L’inflation alimentaire d’une année sur l’autre a déjà fortement augmenté dans une grande partie de l’Asie et de l’Afrique – plus de 4 % en Inde ; 9 % au Bangladesh ; 13 % en Éthiopie ; et 16% au Nigéria. Dans les pays où les gens consacrent fréquemment la majorité de leurs revenus à l’alimentation, même des fluctuations de prix mineures peuvent avoir un impact profond. En conséquence, l’Organisation des Nations Unies pour l’alimentation et l’agriculture prévoit qu’au Nigeria seulement, 4,1 millions de personnes connaîtront une famine aiguë en 2026.
Pendant ce temps, au Soudan – qui a déjà souffert de deux années de famine et où deux adultes sur cinq sont confrontés à des niveaux d’insécurité alimentaire critique – ils ont prévenu que la production alimentaire globale pourrait chuter « d’au moins 40%.»
Mais le pire reste à venir.
Le capitalisme met l’humanité en danger
Inflation, pénurie alimentaire, famine : une véritable catastrophe se profile à l’horizon. L’interdépendance des chaînes d’approvisionnement mondiales garantit que cette crise se fera sentir aux quatre coins du globe.

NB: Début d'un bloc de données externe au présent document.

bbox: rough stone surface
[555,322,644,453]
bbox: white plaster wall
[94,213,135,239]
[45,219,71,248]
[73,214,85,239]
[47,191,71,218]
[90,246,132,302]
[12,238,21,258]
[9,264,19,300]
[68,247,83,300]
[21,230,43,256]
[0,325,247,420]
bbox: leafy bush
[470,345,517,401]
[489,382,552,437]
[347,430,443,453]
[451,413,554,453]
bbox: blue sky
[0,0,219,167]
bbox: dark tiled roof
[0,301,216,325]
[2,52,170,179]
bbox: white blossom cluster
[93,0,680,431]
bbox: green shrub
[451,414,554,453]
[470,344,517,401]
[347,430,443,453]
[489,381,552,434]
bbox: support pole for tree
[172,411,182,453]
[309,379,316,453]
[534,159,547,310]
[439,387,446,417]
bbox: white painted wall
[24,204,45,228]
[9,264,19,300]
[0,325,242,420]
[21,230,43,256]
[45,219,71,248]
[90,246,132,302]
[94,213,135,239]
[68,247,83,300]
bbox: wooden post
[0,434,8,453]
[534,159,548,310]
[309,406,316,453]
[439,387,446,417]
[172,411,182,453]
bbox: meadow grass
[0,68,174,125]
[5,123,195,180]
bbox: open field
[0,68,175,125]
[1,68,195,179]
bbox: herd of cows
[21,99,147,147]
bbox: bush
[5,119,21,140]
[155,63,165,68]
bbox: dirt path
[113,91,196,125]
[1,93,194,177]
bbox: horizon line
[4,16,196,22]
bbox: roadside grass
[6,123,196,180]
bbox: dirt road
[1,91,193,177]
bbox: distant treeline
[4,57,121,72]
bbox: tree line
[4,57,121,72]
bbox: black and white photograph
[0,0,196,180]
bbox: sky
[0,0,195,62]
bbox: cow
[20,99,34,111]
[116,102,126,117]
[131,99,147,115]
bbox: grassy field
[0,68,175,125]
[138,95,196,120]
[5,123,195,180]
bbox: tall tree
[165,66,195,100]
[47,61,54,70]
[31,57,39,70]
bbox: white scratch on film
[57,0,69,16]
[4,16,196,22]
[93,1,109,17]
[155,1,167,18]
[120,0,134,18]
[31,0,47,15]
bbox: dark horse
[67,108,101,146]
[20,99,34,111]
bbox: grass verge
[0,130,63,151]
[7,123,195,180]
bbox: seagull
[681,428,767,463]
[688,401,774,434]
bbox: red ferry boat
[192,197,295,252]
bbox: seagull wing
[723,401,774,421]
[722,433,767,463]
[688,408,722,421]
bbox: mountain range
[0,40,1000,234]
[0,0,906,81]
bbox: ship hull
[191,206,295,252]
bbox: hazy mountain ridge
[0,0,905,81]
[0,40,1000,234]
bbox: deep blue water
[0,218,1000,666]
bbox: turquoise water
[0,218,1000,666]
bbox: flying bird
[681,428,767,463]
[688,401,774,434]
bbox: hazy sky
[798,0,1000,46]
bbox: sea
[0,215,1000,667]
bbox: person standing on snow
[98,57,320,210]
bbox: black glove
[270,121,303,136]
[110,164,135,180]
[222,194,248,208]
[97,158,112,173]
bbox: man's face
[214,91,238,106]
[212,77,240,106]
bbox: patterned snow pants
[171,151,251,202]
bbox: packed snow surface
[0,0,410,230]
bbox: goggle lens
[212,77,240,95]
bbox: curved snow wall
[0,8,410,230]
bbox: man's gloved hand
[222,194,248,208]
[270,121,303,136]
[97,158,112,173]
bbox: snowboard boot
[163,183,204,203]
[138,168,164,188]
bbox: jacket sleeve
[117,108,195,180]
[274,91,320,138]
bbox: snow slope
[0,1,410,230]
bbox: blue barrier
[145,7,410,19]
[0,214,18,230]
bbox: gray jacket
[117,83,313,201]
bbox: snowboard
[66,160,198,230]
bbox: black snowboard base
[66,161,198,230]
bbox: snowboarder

Soyons clairs : cela est tout à fait évitable. C’est le produit de la guerre impérialiste, du changement climatique et d’un système économique orienté vers le profit plutôt que vers les besoins humains : c’est-à-dire capitalisme.
Les moyens de résoudre cette crise existent déjà. Nous produisons en abondance de nourriture : les National Institutes of Health des États-Unis estiment que le monde produit en moyenne 2 750 calories de nourriture par personne et par jour, ce qui est plus que suffisant, même si l’on tient compte du gaspillage industriel. Ceci est le fruit d’une division du travail immense et complexe, avec des chaînes d’approvisionnement réparties sur la planète entière.
Sur cette base, des humanitaires bien intentionnés appellent le droit international et les institutions mondiales à intervenir pour protéger les plus vulnérables. Mais le capitalisme s’est révélé incapable de le faire : le système tout entier est pourri jusqu’à la moelle.
D’une part, cette immense production alimentaire est une propriété privée et est gérée dans un souci de profit. La classe dirigeante – c’est-à-dire les milliardaires, l’oligarchie financière, les capitalistes – est heureuse de laisser des millions des gens meurent, tant que leur richesse continue de croître. Ils réduisent les dépenses publiques et poussent la classe ouvrière dans un tel désespoir que, même dans un pays capitaliste avancé comme les États-Unis, un adulte sur quatre a du mal à se nourrir.
D’un autre côté, les classes dirigeantes des différents pays ne peuvent pas s’unir pour résoudre cette crise, même si elles le voulaient, car le capitalisme les oblige à entrer en concurrence directe les unes avec les autres. Les intérêts contradictoires des différents États-nations se traduisent par des hausses périodiques des prix et des pénuries d’approvisionnement.
Pour mettre fin à cela statu quo Dans un pays où neuf millions de personnes meurent de faim chaque année, la production alimentaire mondiale doit être réorganisée en fonction des besoins et non du profit. Pour y parvenir, il faut arracher les leviers de l’économie des mains des capitalistes et les remettre entre les mains de la classe ouvrière du monde entier. Une fois le pouvoir de la classe capitaliste brisé, la guerre entre les nations cesserait et les immenses ressources de la planète pourraient être planifiées.
Pour sauver des millions de personnes de la mort et de la famine, c’est le système capitaliste qui doit mourir. Ce n’est pas un slogan abstrait : c’est la tâche urgente à laquelle est confrontée l’humanité tout entière.